Repeated Measures ANOVA

 

WHAT THIS ANALYSIS DOES:

 

Repeated measures ANOVA is used when you have the exact measure participants rated on at more than two-time points. A paired t-test will be sufficient with only two-time points, but a repeated measures ANOVA is required more times. Repeated Measures ANOVA is a statistical analysis used to determine if there is a significant difference between two or more related groups or conditions on one or more dependent variables. It is also known as within-subjects ANOVA or ANOVA with repeated measures.

 

TYPES OF DATA YOU NEED:

 

  How many?
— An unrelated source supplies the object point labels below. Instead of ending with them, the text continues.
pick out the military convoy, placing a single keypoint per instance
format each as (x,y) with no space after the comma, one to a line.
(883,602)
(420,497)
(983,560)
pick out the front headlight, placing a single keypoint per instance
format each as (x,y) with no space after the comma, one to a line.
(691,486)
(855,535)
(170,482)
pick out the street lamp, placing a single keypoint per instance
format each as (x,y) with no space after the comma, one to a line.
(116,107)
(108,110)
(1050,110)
Categorical or Continuous?

If categorical, 

# of levels (categories)

For DV:

Paired or

Repeated?

IV

(predictors)

1 Categorical  3  

DV

(outcomes)

1 categorical or continuous   Repeated or Paired

 

IV = independent variable(s); DV = dependent variable(s)

 

HYPOTHESES:

 

H0: There is no difference in exercises against calorie deficit across the time points, no significant difference between the groups or conditions on the dependent variable.  
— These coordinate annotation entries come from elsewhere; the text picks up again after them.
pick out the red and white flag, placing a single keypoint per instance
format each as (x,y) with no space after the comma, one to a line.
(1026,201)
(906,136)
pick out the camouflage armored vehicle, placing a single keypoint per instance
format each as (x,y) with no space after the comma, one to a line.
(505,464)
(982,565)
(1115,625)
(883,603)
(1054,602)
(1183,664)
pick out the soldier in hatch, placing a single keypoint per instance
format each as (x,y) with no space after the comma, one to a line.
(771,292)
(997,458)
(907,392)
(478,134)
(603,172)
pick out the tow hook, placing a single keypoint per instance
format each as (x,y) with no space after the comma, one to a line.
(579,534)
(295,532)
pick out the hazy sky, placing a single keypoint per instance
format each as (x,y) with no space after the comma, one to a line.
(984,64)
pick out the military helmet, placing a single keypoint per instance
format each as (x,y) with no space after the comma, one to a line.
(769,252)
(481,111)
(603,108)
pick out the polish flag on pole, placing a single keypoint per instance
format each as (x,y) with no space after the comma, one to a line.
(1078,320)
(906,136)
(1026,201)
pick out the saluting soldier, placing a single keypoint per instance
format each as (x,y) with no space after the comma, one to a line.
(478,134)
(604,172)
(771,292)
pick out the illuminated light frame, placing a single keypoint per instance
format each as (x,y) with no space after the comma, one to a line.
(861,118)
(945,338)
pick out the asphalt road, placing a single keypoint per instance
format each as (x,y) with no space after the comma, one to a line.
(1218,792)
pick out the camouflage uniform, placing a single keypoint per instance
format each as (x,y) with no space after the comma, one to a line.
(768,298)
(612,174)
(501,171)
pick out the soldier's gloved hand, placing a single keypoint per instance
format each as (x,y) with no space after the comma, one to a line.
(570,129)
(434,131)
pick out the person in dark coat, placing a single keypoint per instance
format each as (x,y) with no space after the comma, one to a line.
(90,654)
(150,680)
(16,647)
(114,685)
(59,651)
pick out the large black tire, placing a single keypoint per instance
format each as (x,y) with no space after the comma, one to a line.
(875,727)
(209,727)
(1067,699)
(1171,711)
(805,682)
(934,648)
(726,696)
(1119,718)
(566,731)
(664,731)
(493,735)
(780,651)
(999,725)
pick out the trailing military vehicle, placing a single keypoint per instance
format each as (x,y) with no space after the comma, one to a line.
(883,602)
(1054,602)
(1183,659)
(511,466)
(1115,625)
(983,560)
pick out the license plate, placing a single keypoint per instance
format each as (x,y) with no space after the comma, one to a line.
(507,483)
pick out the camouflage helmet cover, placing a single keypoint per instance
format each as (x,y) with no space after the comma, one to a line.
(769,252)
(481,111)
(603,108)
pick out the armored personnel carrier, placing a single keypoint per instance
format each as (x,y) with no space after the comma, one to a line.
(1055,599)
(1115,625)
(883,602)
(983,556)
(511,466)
Ha: There is a difference in exercises against calorie deficit across the time points, a significant difference between the groups or conditions on the dependent variable.  

 

HOW TO RUN IT IN R:

 

To run a repeated measures ANOVA in R, the “aov()” function can be used, and the “ezANOVA()” function from the “ez” package can also be used for a more comprehensive output. 

 

Clear the environment, then check for updates, afterward create a weekly calorie deficit and combine all the values, add an id column, and start to switch from wide to a long data set; once that’s done, you will create a summary and see all of your data.

 

PARTS OF OUTPUTS TO READ/INTERPRET:

 

The output of a repeated measures ANOVA includes several parts that should be read and interpreted, including the F-value, degrees of freedom, p-value, and effect size measures such as partial eta-squared or Cohen’s d.

 

library(psych)

library(tidyverse)

library(ggplot2)

library(ggpubr)

library(rstatix)

 

SAMPLE A P A STYLE WRITE-UP:

 

A repeated measures ANOVA was conducted to examine the effect of treatment conditions on participants’ scores on the dependent variable. Results indicated a significant effect of treatment condition, F(1.67, 11.71) = 3.70, p = .06. p > .05, partial eta-squared = effect size. Post-hoc analyses revealed that scores in Condition A were significantly lower than scores in Condition B and C, t-value, and p-value for each comparison. These findings suggest that treatment condition doesn’t significantly impact the dependent variable. The exercises did not differ in the calorie deficit across different time points. 

 

OTHER NOTES: It is essential to note that the assumptions of normality, sphericity, and homogeneity of variance should be checked before running a repeated measures ANOVA. Additionally, appropriate corrections or adjustments should be made if these assumptions are violated.